Sponsored by The Conley Financial Group
Every day, your company faces risk — especially when it’s growing. Thankfully, the practice of business risk management can help prevent an operational, financial or compliance-related risk from becoming a catastrophic loss. At the heart of an effective business risk management program sits insurance, which allows your company to transfer some of its risk to an insurance company, in exchange for a monthly premium.
Buying the right insurance provides more than just a safety net, it can actually help your company minimize its operating costs. Here’s why: uncontrolled risk often goes hand-in-hand with problems in how the company is operating. But before you buy insurance, your company must have a firm grasp of the varying degrees of risks it carries. Here’s a step-by-step process you can use to assess risk.
1. Define Risk as It Relates to Your Company
The first step in the process involves the creation of a common definition of risk. Start with a simple definition, such as the “possibility of harm, damage or financial loss” and ask stakeholders for their input.
2. Identify the Types of Risk You Face
Next, conduct a brainstorming session to develop a list of the specific risks that your company faces. Some companies find it helpful to group risk according to type, such as employee-related or customer-related risks. Don’t forget to capture risks that are outside of your control such as those related to natural disasters or man-made events such as terrorist attacks.
3. Assign Ownership for Each Risk
With the risk inventory in-hand, identify who within your company “owns” each risk (you’ll need their help later in assessing the potential impact on the company’s operations). Depending on the size and complexity of your company’s operations, it may make sense to assign a risk to multiple owners. For example, a data breach would affect numerous areas of the company, and therefore justifies involving multiple stakeholders.
4. Assess Your Existing Risk Controls
Identify existing controls your company has in place to manage each risk it identified in the brainstorming session. While it’s tempting to skip this step, companies often uncover control gaps during this process. Alternatively, some companies find that they have too many controls in place.
5. Determine Likelihood That a Risk Generates a Loss
With a detailed understanding of your company’s control environment, ask the owners of each risk to assess its likelihood and potential impact. Once you’ve completed this step, you’ll have an analysis that paints a picture of the risk that your company faces, the likelihood it will trigger a loss, the steps you’ve taken to mitigate that risk and the amount of risk that remains.
6. Determine the Risks You Need to Insure
You have four options at your disposal to manage your risk.
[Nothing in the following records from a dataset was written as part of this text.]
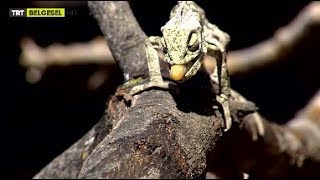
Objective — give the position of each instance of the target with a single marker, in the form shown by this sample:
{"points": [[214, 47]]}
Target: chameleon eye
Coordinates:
{"points": [[193, 44]]}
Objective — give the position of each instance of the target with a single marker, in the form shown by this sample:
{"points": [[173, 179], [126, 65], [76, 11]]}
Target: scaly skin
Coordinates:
{"points": [[186, 38]]}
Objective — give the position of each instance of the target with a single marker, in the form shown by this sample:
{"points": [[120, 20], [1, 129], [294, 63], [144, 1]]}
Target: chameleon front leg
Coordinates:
{"points": [[155, 78], [221, 75]]}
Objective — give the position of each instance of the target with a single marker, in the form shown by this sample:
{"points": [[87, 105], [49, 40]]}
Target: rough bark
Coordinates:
{"points": [[123, 34], [169, 134]]}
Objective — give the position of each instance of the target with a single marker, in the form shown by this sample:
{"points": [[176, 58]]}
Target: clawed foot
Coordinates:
{"points": [[224, 101]]}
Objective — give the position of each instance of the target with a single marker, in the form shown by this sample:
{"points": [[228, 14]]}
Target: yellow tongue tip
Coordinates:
{"points": [[177, 72]]}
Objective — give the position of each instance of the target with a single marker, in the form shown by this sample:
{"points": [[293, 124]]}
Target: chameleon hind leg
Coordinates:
{"points": [[155, 77]]}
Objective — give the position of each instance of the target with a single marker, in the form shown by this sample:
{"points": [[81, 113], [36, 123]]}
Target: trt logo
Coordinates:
{"points": [[17, 12]]}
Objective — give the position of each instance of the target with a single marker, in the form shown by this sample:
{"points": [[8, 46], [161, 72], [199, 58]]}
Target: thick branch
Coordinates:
{"points": [[168, 135], [123, 35]]}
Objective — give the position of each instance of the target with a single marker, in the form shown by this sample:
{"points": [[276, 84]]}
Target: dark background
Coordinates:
{"points": [[42, 120]]}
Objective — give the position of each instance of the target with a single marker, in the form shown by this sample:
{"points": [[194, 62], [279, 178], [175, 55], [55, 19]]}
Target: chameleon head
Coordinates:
{"points": [[183, 46]]}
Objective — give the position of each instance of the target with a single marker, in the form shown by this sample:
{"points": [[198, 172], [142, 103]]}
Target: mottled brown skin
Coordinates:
{"points": [[186, 38]]}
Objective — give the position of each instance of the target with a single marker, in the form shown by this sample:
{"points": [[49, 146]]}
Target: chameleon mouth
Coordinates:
{"points": [[178, 71]]}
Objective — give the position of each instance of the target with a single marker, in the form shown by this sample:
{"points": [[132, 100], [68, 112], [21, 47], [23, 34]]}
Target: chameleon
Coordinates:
{"points": [[186, 38]]}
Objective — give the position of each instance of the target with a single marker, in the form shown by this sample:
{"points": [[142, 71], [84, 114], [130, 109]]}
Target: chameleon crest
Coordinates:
{"points": [[183, 44], [186, 38]]}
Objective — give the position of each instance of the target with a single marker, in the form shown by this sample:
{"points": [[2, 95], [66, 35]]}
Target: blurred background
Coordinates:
{"points": [[44, 117]]}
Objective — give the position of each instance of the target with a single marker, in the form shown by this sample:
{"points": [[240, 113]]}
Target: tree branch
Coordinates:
{"points": [[123, 34], [161, 134]]}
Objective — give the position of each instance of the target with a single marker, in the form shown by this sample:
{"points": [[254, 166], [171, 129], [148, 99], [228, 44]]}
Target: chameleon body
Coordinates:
{"points": [[186, 38]]}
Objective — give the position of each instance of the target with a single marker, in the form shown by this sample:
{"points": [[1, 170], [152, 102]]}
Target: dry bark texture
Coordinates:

You can take steps to avoid the activity that created the risk, or reduce the risk by adopting additional internal controls. You can also decide to accept the risk as part of doing business. The final option, the transferring of risk to another party, is where insurance comes in.
Managing Risk With Insurance
Here’s a list of the type of insurance products that businesses use to transfer risk and limit their financial and nonfinancial losses.
- General liability insurance: Protects your company against a broad range of losses including claims involving bodily injury, property damage and lawsuits
- Property insurance: Covers property used by your business against loss or damage
- Errors and omission insurance: When a client sues alleging some form of negligence, E&O insurance pays the legal expenses and judgments, up to the policy limit (often used by companies that offer advice such as accountants, lawyers and engineers)
- Directors and officers insurance: Protects directors and officers if sued for their role in managing or governing a company
- Worker’s compensation: Replaces a portion of lost wages for an employee who is injured on the job
- Cyberinsurance: Protects against internet-related risks such as data theft, or loss, as well extortion and hacking
- Business interruption insurance: Covers the losses that result when a business stops operating due to a fire, a man-made or natural disaster
- Umbrella insurance: Provides additional liability coverage above the stated policy limits in other insurance policies
Some insurance companies streamline the buying process by packaging insurance policies in a bundle. In general, bundled insurance policies cost less than buying individual policies; however, you should make sure that the package includes all of the insurance coverage you need to minimize your risk.
Knowing when it makes sense to avoid, reduce, accept or transfer a risk depends on your company’s ability to identify and assess the degree of risk it faces. It also depends on your company’s tolerance for risk. Some companies embrace risk, while others make every effort to minimize it. When purchased following an in-depth risk assessment, insurance allows your company to make intelligent decisions about how to manage business risk in all its forms.